If you have to walk across it to service something, that’s OK. It’s not the kind of a roof though that you can have a party on. Quite frequently you would have pavers up there for people to walk on, but these plants are Rottweiler tough and you can certainly walk on them.
How much does it cost?
If you were to put it on a two-story building, I’ve known some that have been installed for $6 or $7 a square foot. You design more or less for the same roof whether its for a one-story building or a 50-story building. The cost is going to be more related to how difficult it is to get it up there. [But] assuming a regular black roof would last 10 years, you could get 30 years out of the green roof. There are roofs in Germany that have been on for 50 years.
Wow, and this could go on any home?
Yes, if you were starting out and building a home. Most of these go on flat roofs, but you could certainly put them on a sloped roof that you would find on domestic housing, but you would have to increase the load-bearing capacity. Architects tell me that doesn’t really add that much to the cost of the roof. These are relatively thin—I am talking about a three-and-half to four-inch deep overburden for everything. So I’ve seen domestic housing roofs go in where we had an unusually deep, wet snow in the spring around here. So if you retrofit an roof you really do need to work with an engineer or an architect.

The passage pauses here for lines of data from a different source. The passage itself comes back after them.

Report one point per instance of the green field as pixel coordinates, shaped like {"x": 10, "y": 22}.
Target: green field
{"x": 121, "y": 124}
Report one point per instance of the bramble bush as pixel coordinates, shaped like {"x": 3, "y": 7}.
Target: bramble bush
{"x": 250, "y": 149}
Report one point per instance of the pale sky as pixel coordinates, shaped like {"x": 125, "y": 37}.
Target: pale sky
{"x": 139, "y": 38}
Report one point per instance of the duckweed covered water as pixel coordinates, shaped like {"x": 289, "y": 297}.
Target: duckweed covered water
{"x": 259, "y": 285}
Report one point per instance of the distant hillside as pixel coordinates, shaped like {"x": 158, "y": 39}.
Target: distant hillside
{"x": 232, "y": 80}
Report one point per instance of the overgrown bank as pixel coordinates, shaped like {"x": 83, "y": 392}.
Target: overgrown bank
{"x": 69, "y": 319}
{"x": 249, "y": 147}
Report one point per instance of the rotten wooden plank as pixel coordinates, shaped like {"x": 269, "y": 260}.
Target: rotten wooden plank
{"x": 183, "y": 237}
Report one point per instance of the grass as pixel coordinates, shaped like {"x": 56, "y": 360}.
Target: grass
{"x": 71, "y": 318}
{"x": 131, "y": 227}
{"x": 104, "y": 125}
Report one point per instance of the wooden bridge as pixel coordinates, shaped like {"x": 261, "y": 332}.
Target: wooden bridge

Do you trim it? How do you mow it?
[Laughs.] Good question. It is not something you put up there and absolutely walk away from. There is no such thing as a completely maintenance-free garden, roof or whatever you have any time you’re dealing with plants. You have to go up and inspect your drains to make sure nothing is in them. You probably need an inspection in the spring and an inspection in the fall. Most of the maintenance will occur in getting the roof established—for the first year you may have to have access to that roof if you put it on during the middle of the summer you’re going to have to provide some kind of irrigation to get it going. Even sedums, being Rottweiler tough, they would live but they wouldn’t thrive if you put them up there and didn’t water them for six weeks. Does it mean that you can’t put other plants on there? No. But we don’t know a whole lot about them and we don’t want a lot of things like grasses because they create a lot of biomass.

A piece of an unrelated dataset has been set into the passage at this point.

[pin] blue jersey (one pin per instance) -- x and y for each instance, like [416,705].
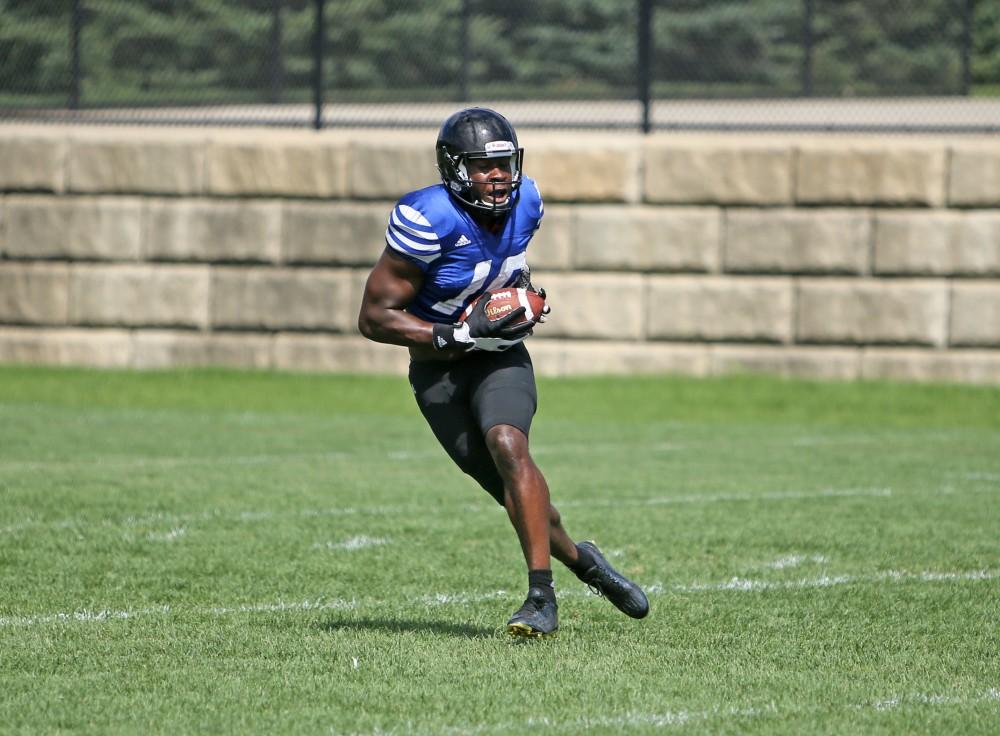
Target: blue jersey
[459,258]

What do you do at the Center for Green Roof Research? Are you looking at how they work? How to get more cities to adopt them?
The technology comes from Germany, so we feel we have to demonstrate that first of all it will, and secondly how it will, work in our climate. Our mission is to provide numbers for engineers and architects that they could estimate how much water would be retained on the rooftop. We’re trying to interest the federal government in it, particularly the [Environmental Protection Agency].
Is it interested?
Oh yeah. But the gristmill in Washington moves very slowly. We’ve made some reasonably good progress to put green roofs as a technology on their radar screen so when it comes for funding time they’ll acknowledge this technology has some validity.
Well, there are converts out there. Chicago’s city hall has a green roof so does the Ford Motor Company. What other prominent cities are adopting them?
They’re just about ready to let the bids out on one at the Interior Department in DC. The Harford Community College [in Maryland] just put one in-one of my students was the contractor. Anne Arundel County [also in Maryland] has been very much interested and have adopted green roofs as part of its storm water treatment methods. The best estimate—and there are no hard figures—is that there is somewhere between 800 million and one billion square feet in Germany. There are some cities like Stuttgart where you can hardly put up a building these days or go back and reroof a building unless you consider a green roof.
Well, it is beautiful, too.
Sure, there are lots of aesthetic advantages; [advantages for] wildlife and migrating songbirds. Think of if that kind of scene were to confront you outside your office window.